Por que citar Tarcísio e Campos Neto? Porque os dois fazem, como Merval acaba admitindo, parte da mesma jogada. O jornalista exalta o potencial de Tarcísio e põe Campos Neto ao seu lado, para logo adiante depreciar as chances de Fernando Haddad.

Merval imagina que Tarcísio fará um grande governo, sem colocar nenhum empecilho ao seu sucesso, mas diz que Haddad está sob a ameaça de ver a economia empacar. É o que diz no artigo, o que destruiria os eventuais planos do ministro da Fazenda. Leiam o que ele escreve:

“A dificuldade de Lula é que ele não tem substituto na esquerda, e terá que ser candidato de qualquer maneira. A direita tem escolhas a fazer, mas a esquerda não. Os governadores de direita são competitivos, enquanto os líderes da esquerda dependem basicamente de Lula, não têm luz própria. O ministro da Fazenda, Fernando Haddad, poderia (ou poderá) ser esse substituto, mas o presente otimista não parece ser prenúncio de um futuro promissor”.
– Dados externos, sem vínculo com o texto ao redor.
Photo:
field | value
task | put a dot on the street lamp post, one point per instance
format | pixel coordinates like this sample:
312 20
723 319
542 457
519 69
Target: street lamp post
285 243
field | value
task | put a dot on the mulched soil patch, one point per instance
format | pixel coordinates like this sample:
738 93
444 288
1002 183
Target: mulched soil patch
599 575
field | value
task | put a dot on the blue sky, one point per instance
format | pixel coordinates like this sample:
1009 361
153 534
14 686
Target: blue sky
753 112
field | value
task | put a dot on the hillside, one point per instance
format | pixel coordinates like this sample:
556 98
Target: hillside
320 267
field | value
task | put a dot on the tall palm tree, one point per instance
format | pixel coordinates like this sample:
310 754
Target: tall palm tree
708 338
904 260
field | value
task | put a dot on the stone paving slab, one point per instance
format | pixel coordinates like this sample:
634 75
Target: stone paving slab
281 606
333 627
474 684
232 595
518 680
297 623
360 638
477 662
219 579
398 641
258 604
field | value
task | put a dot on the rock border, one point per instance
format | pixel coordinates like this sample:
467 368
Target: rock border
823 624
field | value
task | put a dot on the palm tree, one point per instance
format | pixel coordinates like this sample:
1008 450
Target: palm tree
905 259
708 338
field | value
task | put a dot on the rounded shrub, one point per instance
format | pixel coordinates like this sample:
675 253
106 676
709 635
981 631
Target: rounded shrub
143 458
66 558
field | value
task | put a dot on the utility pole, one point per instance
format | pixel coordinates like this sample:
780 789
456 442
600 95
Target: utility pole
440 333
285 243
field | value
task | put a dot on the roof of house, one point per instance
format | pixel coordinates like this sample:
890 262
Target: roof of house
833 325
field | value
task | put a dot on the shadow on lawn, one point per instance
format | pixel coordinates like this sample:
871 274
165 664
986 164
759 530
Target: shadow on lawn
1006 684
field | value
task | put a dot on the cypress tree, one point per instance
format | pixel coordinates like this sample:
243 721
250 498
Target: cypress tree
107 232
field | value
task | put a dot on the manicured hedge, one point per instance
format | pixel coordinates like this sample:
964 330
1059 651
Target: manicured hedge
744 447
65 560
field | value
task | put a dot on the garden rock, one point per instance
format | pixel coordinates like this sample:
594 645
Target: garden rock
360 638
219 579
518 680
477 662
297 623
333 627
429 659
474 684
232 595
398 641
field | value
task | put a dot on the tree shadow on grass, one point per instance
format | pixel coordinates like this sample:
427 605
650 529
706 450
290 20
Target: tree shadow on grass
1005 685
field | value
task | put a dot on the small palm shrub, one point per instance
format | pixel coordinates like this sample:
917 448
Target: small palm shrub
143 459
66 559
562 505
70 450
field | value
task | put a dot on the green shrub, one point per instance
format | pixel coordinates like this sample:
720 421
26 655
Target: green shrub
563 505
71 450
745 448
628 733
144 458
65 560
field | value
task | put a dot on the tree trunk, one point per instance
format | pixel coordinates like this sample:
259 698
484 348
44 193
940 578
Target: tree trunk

Esse tipo de declaração é parente de outras que veremos muitas vezes mais adiante, não mais nas entrelinhas, mas com manifestações explícitas de simpatia por Tarcísio.

Merval Pereira é uma das vozes mais potentes de uma turma que manda recados e tenta se aproximar do principal herdeiro do bolsonarismo, enquanto deixa claro que o intermediário dessas senhas é o presidente bolsonarista do Banco Central.

Campos Neto passa a ser o cara de confiança da grande imprensa nessa aproximação. Merval, Gerson Camarotti, JR Guzzo, William Waack, Eliane Cantanhêde, Carlos Alberto Sardenberg, Elio Gaspari, Demétrio Magnoli e outros jornalistas, comentaristas e assemelhados irão se agarrar ao arame farpado da extrema direita para se livrar de Lula.

Não que todos sejam bolsonaristas. Mas introjetaram o antilulismo crônico, fazem concessões a golpistas (e ao mesmo tempo às vezes condenam golpismos) e pertencem, em maioria, à geração que conviveu numa boa com a ditadura, quando não foram colaboracionistas.

O sonho de consumo deles, que falam pelos grandes empresários e pelo que restou da direita engolida pela extrema direita, é o de se jogar nos braços de quem pode finalmente livrá-los de Lula.

Eles se jogarão em quaisquer braços, sem rede de proteção, quando perceberem de novo que não há saída ao centro, porque nem centro existe mais (e nenhum deles é de centro mesmo).

E os braços que se abrem hoje são os de Tarcísio de Freitas. É o que eles e os donos da Globo, da Folha e do Estadão desejam, com a Fiesp, a Febraban, os grileiros e os garimpeiros.

Sonham em se aproximar de Tarcísio, considerando a hipótese de que não haverá outra saída. É preciso ficar bem com o sujeito que mais tem chances de herdar o bolsonarismo, com grande possibilidade, na cabeça deles, de ajustes na conduta.

Terão de vender a alma ao diabo, por baixo preço, sem saber ao certo o que terão de volta. Mas sabem bem que isso significaria passar a conviver de novo com toda a estrutura fascista que Tarcísio herdará de Bolsonaro.

Roberto Campos Neto é, via Luciano Huck e outros mandaletes, o emissário de todos eles e dos seus patrões. As organizações de mídia sabem que Tarcísio pode ser a única opção para que finalmente tirem Lula do jogo.

Os ancestrais desses patrões nas suas organizações fizeram o caminho inverso. Apoiaram a ditadura mas, quando a luta pela democracia passou a ser o melhor produto no mercado, decidiram pedir eleições.

Na redemocratização, aliaram-se, para defender seus negócios, aos que combatiam os militares. Desde 2016 fazem média com o fascismo para que possam sobreviver como negócio, no nicho da extrema direita, e como anti-Lula e antitudo o que Lula representa.

O amplo mercado dos bolsonarismo é o grande nicho de todos eles, dos patrões e dos seus prepostos que abanam as asas para Tarcísio de Freitas e Roberto Campos Neto.